Deux démissions de haut niveau donnent une idée de ce qui se trame au sein des agences responsables de la santé aux États-Unis. La première personne était le plus haut responsable scientifique de la vaccination à l’agence fédérale des médicaments (FDA). L’autre étudiait depuis 21 ans la façon dont les régimes alimentaires affectent notre santé.
Le premier, le Dr Peter Marks, avait annoncé le 28 mars sa démission « sous la pression »: il écrivait dans sa lettre que les prises de position sur les vaccins de son patron, le nouveau secrétaire à la Santé Robert F. Kennedy Jr (RFK), étaient « irresponsables » et « posaient un danger pour le public ».
La démission de Peter Marks avait renforcé l’inquiétude des experts en santé publique, en particulier parce qu’elle survenait la même semaine où on avait appris la nomination par RFK de l’antivaccin — et allié personnel de longue date — David Geier, pour mener une analyse des données sur les vaccins et l’autisme.
Le deuxième démissionnaire, Kevin Hall, a annoncé le 16 avril son départ du National Institutes of Health (NIH), le principal organisme subventionnaire de la recherche en santé aux États-Unis. Il y était un expert de 21 ans des liens entre nutrition et santé, et particulièrement un expert des effets néfastes des aliments ultra-transformés. Il s’agit pourtant là d’intérêts qui semblent rejoindre ceux de RFK, mais en entrevue au New York Times et à CNN, Marks révèle avoir été la cible d’efforts, depuis février, pour censurer ses propos ou s’ingérer dans son travail de chercheur.
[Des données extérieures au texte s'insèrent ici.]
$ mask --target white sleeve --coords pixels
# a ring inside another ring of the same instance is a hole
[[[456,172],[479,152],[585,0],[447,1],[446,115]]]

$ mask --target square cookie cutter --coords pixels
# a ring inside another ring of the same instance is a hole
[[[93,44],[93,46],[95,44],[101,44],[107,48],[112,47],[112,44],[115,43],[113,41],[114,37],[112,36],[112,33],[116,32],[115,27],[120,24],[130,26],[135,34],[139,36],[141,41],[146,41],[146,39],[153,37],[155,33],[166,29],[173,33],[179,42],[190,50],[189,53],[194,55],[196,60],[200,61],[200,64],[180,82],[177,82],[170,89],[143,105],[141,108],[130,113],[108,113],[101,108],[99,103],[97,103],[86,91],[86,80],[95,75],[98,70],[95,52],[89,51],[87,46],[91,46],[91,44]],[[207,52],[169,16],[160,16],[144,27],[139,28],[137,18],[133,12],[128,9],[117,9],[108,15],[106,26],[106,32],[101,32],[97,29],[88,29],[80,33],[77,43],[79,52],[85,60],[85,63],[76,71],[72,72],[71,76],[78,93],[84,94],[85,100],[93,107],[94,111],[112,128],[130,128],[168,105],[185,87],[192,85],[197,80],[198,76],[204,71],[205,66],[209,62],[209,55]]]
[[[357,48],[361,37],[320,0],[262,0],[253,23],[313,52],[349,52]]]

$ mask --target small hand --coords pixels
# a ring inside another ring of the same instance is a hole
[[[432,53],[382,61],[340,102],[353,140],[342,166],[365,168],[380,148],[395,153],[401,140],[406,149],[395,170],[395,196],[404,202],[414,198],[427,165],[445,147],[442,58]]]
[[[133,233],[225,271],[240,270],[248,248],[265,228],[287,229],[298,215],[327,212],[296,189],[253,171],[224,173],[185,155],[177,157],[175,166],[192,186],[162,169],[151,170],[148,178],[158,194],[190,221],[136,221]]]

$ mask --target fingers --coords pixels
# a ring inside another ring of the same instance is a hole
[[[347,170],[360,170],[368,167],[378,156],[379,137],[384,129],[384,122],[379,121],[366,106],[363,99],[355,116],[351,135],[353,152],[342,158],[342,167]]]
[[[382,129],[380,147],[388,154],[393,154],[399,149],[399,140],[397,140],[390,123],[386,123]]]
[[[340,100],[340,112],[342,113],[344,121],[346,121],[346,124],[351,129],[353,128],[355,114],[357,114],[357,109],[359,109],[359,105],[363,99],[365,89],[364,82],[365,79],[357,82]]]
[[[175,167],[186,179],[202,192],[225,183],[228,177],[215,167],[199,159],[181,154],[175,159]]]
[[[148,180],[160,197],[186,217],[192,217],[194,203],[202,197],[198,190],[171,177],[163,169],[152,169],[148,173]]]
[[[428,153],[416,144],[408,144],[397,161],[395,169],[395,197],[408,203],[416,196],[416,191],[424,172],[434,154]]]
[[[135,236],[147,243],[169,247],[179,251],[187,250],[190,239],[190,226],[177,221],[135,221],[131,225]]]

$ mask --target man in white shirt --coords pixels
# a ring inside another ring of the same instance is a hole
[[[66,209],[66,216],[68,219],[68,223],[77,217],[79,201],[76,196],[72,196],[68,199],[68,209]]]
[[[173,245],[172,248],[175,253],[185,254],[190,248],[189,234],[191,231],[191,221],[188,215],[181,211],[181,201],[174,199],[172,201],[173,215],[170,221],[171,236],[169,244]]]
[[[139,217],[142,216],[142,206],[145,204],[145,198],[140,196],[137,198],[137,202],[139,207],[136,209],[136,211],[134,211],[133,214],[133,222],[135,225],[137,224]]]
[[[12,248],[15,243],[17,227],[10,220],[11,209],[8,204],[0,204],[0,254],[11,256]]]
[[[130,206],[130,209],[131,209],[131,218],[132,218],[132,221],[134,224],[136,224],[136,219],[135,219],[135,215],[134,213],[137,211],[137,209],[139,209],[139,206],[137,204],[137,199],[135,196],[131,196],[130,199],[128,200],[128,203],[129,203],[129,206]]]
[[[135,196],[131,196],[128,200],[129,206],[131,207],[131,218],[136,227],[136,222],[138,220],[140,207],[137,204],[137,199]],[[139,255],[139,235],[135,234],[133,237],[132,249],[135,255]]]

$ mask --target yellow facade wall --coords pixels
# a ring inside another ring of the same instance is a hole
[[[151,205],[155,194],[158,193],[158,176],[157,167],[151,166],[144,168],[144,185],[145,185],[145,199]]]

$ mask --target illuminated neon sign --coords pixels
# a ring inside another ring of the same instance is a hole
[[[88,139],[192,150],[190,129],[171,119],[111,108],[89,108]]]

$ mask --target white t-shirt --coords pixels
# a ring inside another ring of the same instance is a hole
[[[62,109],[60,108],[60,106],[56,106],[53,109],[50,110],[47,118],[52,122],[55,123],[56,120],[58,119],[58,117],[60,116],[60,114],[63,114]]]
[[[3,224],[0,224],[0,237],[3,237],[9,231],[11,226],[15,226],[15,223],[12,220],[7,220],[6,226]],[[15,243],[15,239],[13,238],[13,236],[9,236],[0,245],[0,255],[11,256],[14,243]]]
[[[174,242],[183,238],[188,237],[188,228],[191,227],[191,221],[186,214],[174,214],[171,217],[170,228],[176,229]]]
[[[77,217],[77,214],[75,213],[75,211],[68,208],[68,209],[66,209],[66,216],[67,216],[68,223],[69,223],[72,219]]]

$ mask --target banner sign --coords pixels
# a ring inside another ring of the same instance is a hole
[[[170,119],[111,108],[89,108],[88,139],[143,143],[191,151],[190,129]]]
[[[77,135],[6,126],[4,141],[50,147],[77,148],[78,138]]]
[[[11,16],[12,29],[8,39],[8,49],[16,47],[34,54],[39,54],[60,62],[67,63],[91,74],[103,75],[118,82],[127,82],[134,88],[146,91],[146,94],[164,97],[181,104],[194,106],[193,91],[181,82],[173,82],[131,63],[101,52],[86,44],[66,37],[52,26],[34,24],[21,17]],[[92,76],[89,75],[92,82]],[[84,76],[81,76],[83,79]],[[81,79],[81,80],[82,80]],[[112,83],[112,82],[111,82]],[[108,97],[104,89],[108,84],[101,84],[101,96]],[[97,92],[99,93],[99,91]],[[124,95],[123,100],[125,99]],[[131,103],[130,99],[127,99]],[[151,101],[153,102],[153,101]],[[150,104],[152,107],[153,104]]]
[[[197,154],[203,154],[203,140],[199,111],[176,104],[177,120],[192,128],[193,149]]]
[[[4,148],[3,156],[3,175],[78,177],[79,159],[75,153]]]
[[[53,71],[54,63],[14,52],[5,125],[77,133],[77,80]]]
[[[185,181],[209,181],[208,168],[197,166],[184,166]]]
Au fil de sa carrière, Peter Marks avait été impliqué dans l’amélioration de la sécurité des réserves de sang du pays et dans l’amélioration de la réponse aux urgences de santé publique. Et sur ce dernier plan, à titre de plus haute autorité scientifique sur les vaccins aux États-Unis, il avait été à la tête de l’Opération Warp Speed, un investissement massif qui, en 2020, a permis la création rapide de vaccins contre la COVID — et un investissement qui, ironiquement, s’était fait sous la première présidence de Donald Trump. Mais il semble que ça n’ait pas suffi à lui valoir l’estime de RFK, dont les prises de position antivaccins remontent à plus d’une décennie. Selon plusieurs médias, on aurait donné à Peter Marks le choix de démissionner ou d’être mis à pied.
Rappeler l’importance… des vaccins
C’en est au point où Peter Marks a senti le besoin, dans sa lettre de démission du 28 mars, de rappeler les avancées historiques qu’ont représenté les vaccins au 20e siècle et qui ont permis de sauver « des millions de vies ». Pour ensuite ajouter que « les efforts présentement mis de l’avant par certains » pour exagérer l’importance des effets secondaires de la vaccination « sont préoccupants ».
« L’éclosion de rougeole en cours dans plusieurs États, qui est particulièrement sévère au Texas, nous rappelle ce qui arrive lorsqu’on mine la confiance du public dans la science sous-jacente à la santé publique. »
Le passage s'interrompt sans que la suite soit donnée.